Oeh, dat ze dit nog durven
Volgende week is het tijd voor de jaarlijkse modeshow van het Amerikaanse lingeriemerk Victoria’s Secret. Deze week zijn de eerste foto’s uitgelekt en je kan de klok erop gelijk zetten: zodra dat gebeurt, beginnen de beschuldigingen over de te dunne modellen, te seksistische sfeer en te culturele aankleding. Elk jaar vraag ik me toch weer af: moet ik me schuldig voelen dat ik oprecht uitkijk naar deze show? En is dit een kunstige, ietwat kitscherige, hommage of toch gewoon keiharde cultural appropriation?
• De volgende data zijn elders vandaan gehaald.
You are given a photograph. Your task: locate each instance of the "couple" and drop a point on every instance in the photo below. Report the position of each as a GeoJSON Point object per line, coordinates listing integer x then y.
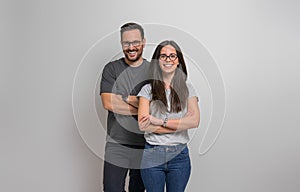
{"type": "Point", "coordinates": [150, 107]}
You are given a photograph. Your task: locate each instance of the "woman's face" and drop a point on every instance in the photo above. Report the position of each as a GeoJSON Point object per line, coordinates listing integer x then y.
{"type": "Point", "coordinates": [168, 60]}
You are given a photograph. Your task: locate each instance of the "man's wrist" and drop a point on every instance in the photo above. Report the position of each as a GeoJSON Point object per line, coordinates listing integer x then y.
{"type": "Point", "coordinates": [125, 98]}
{"type": "Point", "coordinates": [165, 122]}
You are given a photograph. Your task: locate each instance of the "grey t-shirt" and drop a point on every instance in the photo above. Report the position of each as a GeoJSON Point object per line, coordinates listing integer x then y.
{"type": "Point", "coordinates": [180, 137]}
{"type": "Point", "coordinates": [121, 79]}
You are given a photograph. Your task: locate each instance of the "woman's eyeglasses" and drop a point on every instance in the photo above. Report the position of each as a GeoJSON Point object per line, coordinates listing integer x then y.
{"type": "Point", "coordinates": [164, 57]}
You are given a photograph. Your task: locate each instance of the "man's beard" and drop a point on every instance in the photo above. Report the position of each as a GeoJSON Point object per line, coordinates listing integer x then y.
{"type": "Point", "coordinates": [139, 55]}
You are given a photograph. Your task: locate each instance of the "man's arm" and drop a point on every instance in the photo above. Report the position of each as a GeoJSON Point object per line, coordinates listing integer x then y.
{"type": "Point", "coordinates": [115, 103]}
{"type": "Point", "coordinates": [132, 100]}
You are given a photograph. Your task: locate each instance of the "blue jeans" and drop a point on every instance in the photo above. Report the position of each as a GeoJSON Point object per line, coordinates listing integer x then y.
{"type": "Point", "coordinates": [168, 165]}
{"type": "Point", "coordinates": [119, 159]}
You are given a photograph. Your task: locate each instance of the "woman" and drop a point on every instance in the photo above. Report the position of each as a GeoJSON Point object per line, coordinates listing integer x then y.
{"type": "Point", "coordinates": [168, 107]}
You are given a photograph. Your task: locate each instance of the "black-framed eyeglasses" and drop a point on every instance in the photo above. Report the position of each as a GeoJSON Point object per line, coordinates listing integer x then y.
{"type": "Point", "coordinates": [164, 57]}
{"type": "Point", "coordinates": [133, 43]}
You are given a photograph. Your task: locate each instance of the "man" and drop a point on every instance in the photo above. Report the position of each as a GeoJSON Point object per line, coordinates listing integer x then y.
{"type": "Point", "coordinates": [121, 82]}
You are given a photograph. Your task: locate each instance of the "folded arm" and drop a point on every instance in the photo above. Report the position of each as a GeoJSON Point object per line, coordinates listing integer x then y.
{"type": "Point", "coordinates": [148, 122]}
{"type": "Point", "coordinates": [115, 103]}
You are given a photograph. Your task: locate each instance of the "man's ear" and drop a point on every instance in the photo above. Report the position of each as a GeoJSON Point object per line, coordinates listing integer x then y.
{"type": "Point", "coordinates": [144, 42]}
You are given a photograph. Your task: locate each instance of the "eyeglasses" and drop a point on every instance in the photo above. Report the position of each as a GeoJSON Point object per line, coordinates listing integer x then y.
{"type": "Point", "coordinates": [133, 43]}
{"type": "Point", "coordinates": [164, 57]}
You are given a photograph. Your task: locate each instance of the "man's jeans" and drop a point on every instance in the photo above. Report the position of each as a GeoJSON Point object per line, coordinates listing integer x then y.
{"type": "Point", "coordinates": [168, 165]}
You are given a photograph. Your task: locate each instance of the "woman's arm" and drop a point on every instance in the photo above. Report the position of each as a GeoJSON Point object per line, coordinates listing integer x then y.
{"type": "Point", "coordinates": [190, 120]}
{"type": "Point", "coordinates": [144, 119]}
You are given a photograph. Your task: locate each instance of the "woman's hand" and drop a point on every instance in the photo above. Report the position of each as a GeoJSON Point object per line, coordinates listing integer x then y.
{"type": "Point", "coordinates": [155, 121]}
{"type": "Point", "coordinates": [144, 122]}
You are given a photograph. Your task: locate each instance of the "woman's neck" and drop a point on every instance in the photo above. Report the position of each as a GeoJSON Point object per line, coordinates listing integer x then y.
{"type": "Point", "coordinates": [167, 78]}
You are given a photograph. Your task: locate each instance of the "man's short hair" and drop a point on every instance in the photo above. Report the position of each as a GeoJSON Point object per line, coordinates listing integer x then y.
{"type": "Point", "coordinates": [131, 26]}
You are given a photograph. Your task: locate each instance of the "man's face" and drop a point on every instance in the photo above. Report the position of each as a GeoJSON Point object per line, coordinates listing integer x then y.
{"type": "Point", "coordinates": [132, 45]}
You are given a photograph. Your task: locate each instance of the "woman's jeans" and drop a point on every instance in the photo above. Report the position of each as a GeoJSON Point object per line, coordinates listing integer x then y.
{"type": "Point", "coordinates": [168, 165]}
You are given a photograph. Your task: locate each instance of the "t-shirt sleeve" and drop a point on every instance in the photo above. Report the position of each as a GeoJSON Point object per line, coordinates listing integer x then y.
{"type": "Point", "coordinates": [192, 90]}
{"type": "Point", "coordinates": [108, 79]}
{"type": "Point", "coordinates": [146, 92]}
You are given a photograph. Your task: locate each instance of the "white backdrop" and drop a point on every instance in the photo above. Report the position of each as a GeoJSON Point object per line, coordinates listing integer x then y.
{"type": "Point", "coordinates": [255, 45]}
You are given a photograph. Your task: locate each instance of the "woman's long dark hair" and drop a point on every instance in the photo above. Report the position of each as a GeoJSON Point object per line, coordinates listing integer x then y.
{"type": "Point", "coordinates": [179, 91]}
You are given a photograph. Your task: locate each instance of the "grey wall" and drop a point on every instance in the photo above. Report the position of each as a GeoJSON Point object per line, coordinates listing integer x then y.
{"type": "Point", "coordinates": [255, 45]}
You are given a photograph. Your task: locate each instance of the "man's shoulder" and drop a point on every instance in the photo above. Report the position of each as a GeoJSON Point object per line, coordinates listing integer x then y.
{"type": "Point", "coordinates": [116, 63]}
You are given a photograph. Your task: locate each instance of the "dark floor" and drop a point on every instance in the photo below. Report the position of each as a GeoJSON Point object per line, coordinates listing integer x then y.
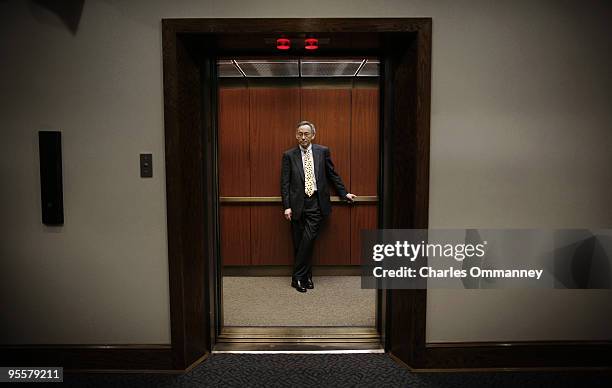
{"type": "Point", "coordinates": [331, 370]}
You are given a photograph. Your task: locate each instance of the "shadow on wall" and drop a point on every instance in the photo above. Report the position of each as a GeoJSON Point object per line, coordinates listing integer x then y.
{"type": "Point", "coordinates": [68, 11]}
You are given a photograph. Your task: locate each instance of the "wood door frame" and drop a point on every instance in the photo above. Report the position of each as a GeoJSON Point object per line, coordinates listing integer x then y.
{"type": "Point", "coordinates": [404, 44]}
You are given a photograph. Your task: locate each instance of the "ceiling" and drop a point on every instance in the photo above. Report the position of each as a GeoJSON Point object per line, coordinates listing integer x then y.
{"type": "Point", "coordinates": [302, 67]}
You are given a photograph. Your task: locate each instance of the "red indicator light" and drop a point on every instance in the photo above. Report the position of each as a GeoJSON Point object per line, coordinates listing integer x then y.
{"type": "Point", "coordinates": [311, 44]}
{"type": "Point", "coordinates": [283, 44]}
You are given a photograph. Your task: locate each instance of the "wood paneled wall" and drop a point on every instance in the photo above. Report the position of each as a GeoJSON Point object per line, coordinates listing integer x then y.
{"type": "Point", "coordinates": [256, 125]}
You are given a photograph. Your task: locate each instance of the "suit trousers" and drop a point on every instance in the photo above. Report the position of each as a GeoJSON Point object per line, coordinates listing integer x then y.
{"type": "Point", "coordinates": [305, 231]}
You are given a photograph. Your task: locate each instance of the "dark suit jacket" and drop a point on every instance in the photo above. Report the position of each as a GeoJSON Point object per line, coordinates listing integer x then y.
{"type": "Point", "coordinates": [292, 179]}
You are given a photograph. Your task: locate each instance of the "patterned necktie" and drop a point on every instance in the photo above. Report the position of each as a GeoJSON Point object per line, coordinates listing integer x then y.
{"type": "Point", "coordinates": [308, 173]}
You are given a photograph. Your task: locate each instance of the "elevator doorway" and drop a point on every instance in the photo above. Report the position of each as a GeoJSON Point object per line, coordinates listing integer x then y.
{"type": "Point", "coordinates": [191, 48]}
{"type": "Point", "coordinates": [260, 100]}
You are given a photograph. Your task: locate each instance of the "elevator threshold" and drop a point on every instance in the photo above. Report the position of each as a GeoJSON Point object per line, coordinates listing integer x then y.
{"type": "Point", "coordinates": [298, 340]}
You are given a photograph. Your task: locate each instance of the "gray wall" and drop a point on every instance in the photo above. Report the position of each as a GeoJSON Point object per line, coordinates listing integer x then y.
{"type": "Point", "coordinates": [520, 137]}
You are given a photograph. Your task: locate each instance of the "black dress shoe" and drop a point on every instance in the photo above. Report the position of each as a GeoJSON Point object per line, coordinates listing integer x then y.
{"type": "Point", "coordinates": [298, 285]}
{"type": "Point", "coordinates": [309, 284]}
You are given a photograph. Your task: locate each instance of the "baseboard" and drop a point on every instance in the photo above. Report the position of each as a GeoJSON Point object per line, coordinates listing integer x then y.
{"type": "Point", "coordinates": [286, 270]}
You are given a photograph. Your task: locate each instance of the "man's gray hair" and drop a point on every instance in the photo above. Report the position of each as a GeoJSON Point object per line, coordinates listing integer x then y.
{"type": "Point", "coordinates": [311, 125]}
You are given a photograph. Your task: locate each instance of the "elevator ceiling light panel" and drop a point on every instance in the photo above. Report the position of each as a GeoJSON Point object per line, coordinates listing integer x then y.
{"type": "Point", "coordinates": [268, 68]}
{"type": "Point", "coordinates": [305, 67]}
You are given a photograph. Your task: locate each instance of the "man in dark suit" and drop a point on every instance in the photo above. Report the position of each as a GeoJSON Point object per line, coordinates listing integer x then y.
{"type": "Point", "coordinates": [305, 194]}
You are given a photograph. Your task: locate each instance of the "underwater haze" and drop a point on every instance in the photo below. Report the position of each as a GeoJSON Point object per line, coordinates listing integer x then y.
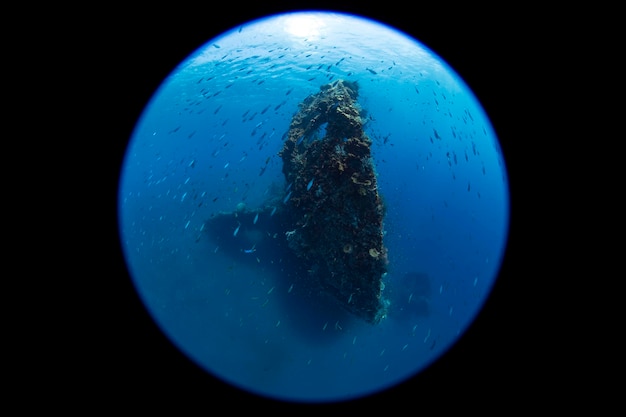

„Ik vind het vooral jammer dat ze die prachtige gouden vleugels niet verkopen”, zegt een vriendin, met wie ik tijdens onze lunch de meer dan tachtig foto’s bekijk. Inderdaad. Adriana Lima schrijdt over de catwalk met felgekleurde veren en Lais Ribeiro draagt een bh van twee miljoen dollar. Veel spektakel, veel kleur en veel killerbodies. Ik hou ervan. „Ik werk me drie keer per week in het zweet op de ZuidAs en de perfecte mensen daar waren altijd motivatie genoeg”, zeg ik semi-dramatisch. „Tot nu toe.” Eén foto van Leomie Anderson en ik neem me voor om vier, nee, vijf keer per week te sporten. „Ik zou echt een moord doen voor haar lichaam”, vertelt mijn vriendin. Lachend: „Maar eerst eet ik mijn pasta op, hoor.” Wij de vongole, zij de vleugels. Prima.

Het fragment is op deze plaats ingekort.